Learning Ham and Spam with Rspamd

Rspamd does a pretty good job in catching spam. It does an even better job when trained with a bunch of spam and ham messages.

In order to do so you can feed ham and spam to rspamd using the rspamd client rspamd.

Simply point rspamc to the direcotries - most likely within your mail storarge on your mail server - where you have a collection of spam or ham messages.

For learning spam:

rspamc learn_spam /direcotry/to/your/spam/collection

For learning ham:

rspamc learn_ham /direcotry/to/your/ham/collection

In my setup I have only virtual users at /var/mail/vusers/ and the typical Spam direcotry of a user would be /var/mail/vusers/<username>/Maildir/junk/cur/

Learning spam and ham automatically

Rspamd has a feature to learn spam and ham automatically. In order to use it, you need to activate the autolearn section (a sample is provided in /etc/rspamd/statistic.conf). A good place to do that is by creating the file /etc/rspamd/local.d/classifier-bayes.conf.

It could look like this:

autolearn {
  spam_threshold = 6.0;
  junk_threshold = 4.0;
  ham_threshold = -0.5;
  check_balance = true;
  min_balance = 0.9;
  options {
    probability_check {
      spam_min = 0.92;
      ham_max = 0.08;
    }
    logging { enabled = false; }
  }
}

The Spam-, Junk- and Ham-Thresholds define the Scores at which point rspamd processes a message automatically and adds these messages to it’s Bayesian knowledge.

What Spam and Ham is supposed to mean is pretty clear. Junk in this section is any mail, that is above the defined threshold and had it’s subject rewritten or a spam header added and has appeared positively flagged at least twice.

When check_balance is set to true, which is the defaul, rspamd stopps learning either ham or spam when the two are not balanced anymore, i.e. it stops learning spam when there are way more spam messages than ham messages. Or vice versa. With min_balance you can provide the ratio (1/min_balance) where rspamd stops learning. min_balance defaults to 0.9. With this default it stops learning when either spam or ham outgrows the other by 1/0.9=1.11, which means 11%.

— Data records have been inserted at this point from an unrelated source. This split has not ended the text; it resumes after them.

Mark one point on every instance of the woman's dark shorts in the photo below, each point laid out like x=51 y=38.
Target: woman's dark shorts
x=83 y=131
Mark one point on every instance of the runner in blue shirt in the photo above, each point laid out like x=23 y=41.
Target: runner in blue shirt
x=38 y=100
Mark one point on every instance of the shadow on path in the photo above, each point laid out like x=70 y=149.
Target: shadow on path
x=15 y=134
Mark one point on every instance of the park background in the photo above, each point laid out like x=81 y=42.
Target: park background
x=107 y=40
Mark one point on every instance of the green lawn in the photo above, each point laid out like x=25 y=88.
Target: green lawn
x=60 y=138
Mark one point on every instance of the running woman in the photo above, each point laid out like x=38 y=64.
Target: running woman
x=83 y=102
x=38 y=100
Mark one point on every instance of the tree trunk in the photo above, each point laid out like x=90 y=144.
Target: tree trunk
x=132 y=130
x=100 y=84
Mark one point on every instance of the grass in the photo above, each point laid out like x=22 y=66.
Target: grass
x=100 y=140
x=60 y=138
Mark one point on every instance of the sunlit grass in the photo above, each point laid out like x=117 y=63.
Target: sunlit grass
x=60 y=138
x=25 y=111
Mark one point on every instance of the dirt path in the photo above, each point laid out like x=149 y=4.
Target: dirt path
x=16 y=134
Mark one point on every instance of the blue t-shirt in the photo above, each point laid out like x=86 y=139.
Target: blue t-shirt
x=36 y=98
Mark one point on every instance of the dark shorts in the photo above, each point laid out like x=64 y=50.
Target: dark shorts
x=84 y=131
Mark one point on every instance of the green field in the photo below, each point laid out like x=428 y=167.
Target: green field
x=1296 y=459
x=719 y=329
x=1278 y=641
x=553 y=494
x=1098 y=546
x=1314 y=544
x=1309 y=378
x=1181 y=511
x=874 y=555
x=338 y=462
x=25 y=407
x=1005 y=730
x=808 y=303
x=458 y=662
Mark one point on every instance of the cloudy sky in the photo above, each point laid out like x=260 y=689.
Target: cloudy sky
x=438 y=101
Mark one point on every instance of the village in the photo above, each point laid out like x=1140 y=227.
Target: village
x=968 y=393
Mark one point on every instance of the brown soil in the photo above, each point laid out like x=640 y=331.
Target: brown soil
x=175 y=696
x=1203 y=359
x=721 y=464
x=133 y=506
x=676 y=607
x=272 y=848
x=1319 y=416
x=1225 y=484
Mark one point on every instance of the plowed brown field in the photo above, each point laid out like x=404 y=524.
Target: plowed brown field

In further options you can influence logging of the autolearning, disable the balance guard or change the defaults of the probability check. The Bayesian filter should be trained with messages that are in a more or less greyish zone between ham and spam. By default messages beneath a spam probability of 0,1 (ham_max) and above 0,9 (spam_min) will not be used for training.